Aeneid
Virgil
Vergil. The Aeneid of Virgil. Williams, Theodore, C, translator. Boston: Houghton Mifflin, 1910.
- What voice divine
- such horror can make known? What song declare
- the bloodshed manifold, the princes slain,
- or flying o'er the field from Turnus' blade,
- or from the Trojan King? Did Jove ordain
- so vast a shock of arms should interpose
- 'twixt nations destined to perpetual bond?
- Aeneas met the Rutule Sucro—thus
- staying the Trojan charge—and with swift blow
- struck at him sidewise, where the way of death
- is quickest, cleaving ribs and rounded side
- with reeking sword. Turnus met Amycus,
- unhorsed him, though himself afoot, and slew
- Diores, his fair brother (one was pierced
- fronting the spear, the other felled to earth
- by strike of sword), and both their severed heads
- he hung all dripping to his chariot's rim.

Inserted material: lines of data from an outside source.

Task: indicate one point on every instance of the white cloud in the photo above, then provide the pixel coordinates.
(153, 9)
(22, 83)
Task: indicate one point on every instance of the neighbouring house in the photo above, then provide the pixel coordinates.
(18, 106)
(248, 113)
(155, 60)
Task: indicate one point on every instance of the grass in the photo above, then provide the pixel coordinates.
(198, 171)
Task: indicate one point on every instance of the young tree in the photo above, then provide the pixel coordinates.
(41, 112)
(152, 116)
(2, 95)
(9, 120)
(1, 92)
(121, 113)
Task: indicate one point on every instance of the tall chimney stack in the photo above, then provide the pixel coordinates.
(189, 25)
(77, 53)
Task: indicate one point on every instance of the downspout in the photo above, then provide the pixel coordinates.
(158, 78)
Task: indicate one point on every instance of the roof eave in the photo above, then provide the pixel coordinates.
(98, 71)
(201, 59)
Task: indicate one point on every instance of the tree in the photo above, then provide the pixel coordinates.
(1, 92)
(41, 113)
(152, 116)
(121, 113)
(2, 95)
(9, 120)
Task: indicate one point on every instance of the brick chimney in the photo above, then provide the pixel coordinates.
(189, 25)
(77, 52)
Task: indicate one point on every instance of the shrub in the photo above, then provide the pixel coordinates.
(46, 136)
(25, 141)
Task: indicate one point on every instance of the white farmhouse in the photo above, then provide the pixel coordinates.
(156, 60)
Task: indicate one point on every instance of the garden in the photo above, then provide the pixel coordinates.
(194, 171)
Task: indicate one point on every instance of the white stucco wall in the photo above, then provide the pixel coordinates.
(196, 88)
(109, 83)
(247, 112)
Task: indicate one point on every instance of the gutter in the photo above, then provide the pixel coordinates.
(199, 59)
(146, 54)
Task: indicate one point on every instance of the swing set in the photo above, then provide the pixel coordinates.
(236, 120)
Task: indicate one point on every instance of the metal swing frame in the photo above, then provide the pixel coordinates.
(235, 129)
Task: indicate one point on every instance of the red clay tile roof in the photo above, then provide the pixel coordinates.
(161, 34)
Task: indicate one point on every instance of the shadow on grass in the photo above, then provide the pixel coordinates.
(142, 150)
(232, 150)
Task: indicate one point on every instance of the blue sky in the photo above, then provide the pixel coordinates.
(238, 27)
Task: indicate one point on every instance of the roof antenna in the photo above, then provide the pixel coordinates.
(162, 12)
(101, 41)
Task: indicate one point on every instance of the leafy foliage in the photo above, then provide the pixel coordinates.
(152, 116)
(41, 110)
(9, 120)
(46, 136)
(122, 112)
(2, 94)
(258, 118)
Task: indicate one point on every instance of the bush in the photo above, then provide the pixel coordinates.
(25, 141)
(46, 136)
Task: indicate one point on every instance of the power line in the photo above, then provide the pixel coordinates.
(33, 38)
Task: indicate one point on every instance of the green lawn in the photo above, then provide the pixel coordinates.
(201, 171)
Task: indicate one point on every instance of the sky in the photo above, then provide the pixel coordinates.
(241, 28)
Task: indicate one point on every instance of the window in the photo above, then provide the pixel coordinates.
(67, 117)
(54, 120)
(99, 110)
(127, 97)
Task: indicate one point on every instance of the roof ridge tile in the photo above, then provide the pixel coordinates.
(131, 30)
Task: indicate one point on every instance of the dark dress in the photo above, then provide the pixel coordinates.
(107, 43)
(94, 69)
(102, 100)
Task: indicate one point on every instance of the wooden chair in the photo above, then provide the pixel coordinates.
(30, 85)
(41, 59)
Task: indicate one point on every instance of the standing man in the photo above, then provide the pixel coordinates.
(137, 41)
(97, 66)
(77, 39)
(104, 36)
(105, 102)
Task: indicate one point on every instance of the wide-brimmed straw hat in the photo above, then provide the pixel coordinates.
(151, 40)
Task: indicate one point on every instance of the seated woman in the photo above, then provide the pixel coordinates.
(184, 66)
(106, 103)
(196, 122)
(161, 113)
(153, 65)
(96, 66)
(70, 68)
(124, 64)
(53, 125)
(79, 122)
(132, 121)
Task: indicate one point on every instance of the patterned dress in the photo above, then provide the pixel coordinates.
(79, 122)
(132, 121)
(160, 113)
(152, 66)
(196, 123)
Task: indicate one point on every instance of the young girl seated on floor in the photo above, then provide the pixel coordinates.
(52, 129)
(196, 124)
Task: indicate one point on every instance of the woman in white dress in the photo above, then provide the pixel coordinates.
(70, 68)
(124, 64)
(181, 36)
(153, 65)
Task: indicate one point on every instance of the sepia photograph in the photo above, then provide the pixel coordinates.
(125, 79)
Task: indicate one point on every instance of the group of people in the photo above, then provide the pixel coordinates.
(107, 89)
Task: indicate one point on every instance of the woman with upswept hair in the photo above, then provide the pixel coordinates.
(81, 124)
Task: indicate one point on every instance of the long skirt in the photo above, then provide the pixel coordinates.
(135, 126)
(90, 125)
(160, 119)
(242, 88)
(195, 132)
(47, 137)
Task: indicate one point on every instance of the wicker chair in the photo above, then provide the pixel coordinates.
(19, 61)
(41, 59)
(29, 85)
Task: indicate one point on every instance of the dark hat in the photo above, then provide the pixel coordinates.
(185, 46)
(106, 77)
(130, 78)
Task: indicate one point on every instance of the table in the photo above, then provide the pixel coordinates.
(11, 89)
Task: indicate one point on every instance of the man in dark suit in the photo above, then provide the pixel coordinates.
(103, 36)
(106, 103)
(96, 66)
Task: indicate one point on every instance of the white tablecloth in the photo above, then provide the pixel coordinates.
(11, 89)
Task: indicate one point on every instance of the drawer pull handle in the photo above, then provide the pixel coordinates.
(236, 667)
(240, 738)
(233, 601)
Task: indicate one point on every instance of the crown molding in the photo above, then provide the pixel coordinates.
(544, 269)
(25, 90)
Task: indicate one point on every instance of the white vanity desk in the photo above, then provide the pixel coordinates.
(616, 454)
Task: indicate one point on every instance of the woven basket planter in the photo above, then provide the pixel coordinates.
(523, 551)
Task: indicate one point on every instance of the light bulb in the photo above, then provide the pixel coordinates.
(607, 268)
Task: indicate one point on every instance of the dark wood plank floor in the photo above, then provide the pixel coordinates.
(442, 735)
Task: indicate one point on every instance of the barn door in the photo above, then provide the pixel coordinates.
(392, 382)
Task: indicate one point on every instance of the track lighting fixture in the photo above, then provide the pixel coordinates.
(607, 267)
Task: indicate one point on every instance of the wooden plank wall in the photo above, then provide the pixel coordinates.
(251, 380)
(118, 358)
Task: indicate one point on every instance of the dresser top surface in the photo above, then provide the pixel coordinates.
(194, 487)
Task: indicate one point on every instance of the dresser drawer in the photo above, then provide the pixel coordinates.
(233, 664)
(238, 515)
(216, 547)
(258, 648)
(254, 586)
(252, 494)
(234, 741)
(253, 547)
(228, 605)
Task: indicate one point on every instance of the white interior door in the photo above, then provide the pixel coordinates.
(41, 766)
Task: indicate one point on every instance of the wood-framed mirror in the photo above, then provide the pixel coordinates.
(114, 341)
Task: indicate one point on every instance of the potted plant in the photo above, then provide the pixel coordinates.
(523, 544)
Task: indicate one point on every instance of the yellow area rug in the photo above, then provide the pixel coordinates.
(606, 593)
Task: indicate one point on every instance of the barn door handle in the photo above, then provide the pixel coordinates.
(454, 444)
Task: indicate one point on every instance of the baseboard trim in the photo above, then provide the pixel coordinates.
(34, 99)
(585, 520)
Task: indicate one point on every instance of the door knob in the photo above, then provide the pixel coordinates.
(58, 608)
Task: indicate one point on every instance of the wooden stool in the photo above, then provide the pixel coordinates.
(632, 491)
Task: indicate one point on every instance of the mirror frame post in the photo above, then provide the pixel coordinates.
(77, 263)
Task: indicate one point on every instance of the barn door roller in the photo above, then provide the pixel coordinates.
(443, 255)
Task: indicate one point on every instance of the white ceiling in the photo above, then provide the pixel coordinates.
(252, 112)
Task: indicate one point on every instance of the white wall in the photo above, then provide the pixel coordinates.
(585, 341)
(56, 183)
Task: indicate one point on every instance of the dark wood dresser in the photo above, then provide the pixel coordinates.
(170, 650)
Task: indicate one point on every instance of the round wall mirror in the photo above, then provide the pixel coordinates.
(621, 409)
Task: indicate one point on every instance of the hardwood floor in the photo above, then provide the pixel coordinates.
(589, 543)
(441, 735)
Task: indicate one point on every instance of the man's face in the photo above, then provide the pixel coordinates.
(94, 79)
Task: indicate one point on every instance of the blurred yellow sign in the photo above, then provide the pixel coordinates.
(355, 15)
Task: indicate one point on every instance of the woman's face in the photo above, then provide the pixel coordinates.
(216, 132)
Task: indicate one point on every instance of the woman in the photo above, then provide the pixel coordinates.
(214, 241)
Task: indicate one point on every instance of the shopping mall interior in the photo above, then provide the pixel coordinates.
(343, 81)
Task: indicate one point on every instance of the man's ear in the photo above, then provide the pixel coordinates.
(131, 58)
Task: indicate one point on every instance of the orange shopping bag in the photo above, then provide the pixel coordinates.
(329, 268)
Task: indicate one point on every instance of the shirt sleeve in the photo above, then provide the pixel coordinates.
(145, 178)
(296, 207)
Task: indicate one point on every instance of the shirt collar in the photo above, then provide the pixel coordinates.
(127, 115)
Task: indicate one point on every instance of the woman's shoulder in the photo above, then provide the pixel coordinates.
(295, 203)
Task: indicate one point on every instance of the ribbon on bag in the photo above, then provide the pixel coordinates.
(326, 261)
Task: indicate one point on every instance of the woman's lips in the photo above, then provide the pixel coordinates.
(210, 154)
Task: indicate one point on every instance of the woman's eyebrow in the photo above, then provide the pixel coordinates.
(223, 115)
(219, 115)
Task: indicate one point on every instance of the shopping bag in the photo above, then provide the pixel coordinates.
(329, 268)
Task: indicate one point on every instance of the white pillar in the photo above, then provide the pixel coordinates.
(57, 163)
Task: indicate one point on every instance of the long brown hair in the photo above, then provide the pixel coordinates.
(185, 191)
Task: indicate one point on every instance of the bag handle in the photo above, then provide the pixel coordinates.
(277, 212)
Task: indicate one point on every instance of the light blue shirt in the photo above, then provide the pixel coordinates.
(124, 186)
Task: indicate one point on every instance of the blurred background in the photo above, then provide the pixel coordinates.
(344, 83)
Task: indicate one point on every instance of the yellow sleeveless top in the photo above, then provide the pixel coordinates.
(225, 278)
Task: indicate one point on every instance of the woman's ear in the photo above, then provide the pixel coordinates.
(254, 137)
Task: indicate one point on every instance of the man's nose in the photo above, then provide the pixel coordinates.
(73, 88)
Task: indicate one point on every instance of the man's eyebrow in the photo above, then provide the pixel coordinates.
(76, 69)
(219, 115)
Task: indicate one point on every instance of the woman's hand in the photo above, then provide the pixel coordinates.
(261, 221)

- But Talon, Tanais, and Cethegus brave,
- three in one onset, unto death went down
- at great Aeneas' hand; and he dispatched
- ill-starred Onites of Echion's line,
- fair Peridia's child. Then Turnus slew
- two Lycian brothers unto Phoebus dear,
- and young Menoetes, an Arcadian,
- who hated war (though vainly) when he plied
- his native fisher-craft in Lerna's streams,
- where from his mean abode he ne'er went forth
- to wait at great men's doors, but with his sire
- reaped the scant harvest of a rented glebe.
- as from two sides two conflagrations sweep
- dry woodlands or full copse of crackling bay,
- or as, swift-leaping from the mountain-vales,
- two flooded, foaming rivers seaward roar,
- each on its path of death, not less uproused,
- speed Turnus and Aeneas o'er the field;
- now storms their martial rage; now fiercely swells
- either indomitable heart; and now
- each hero's full strength to the slaughter moves.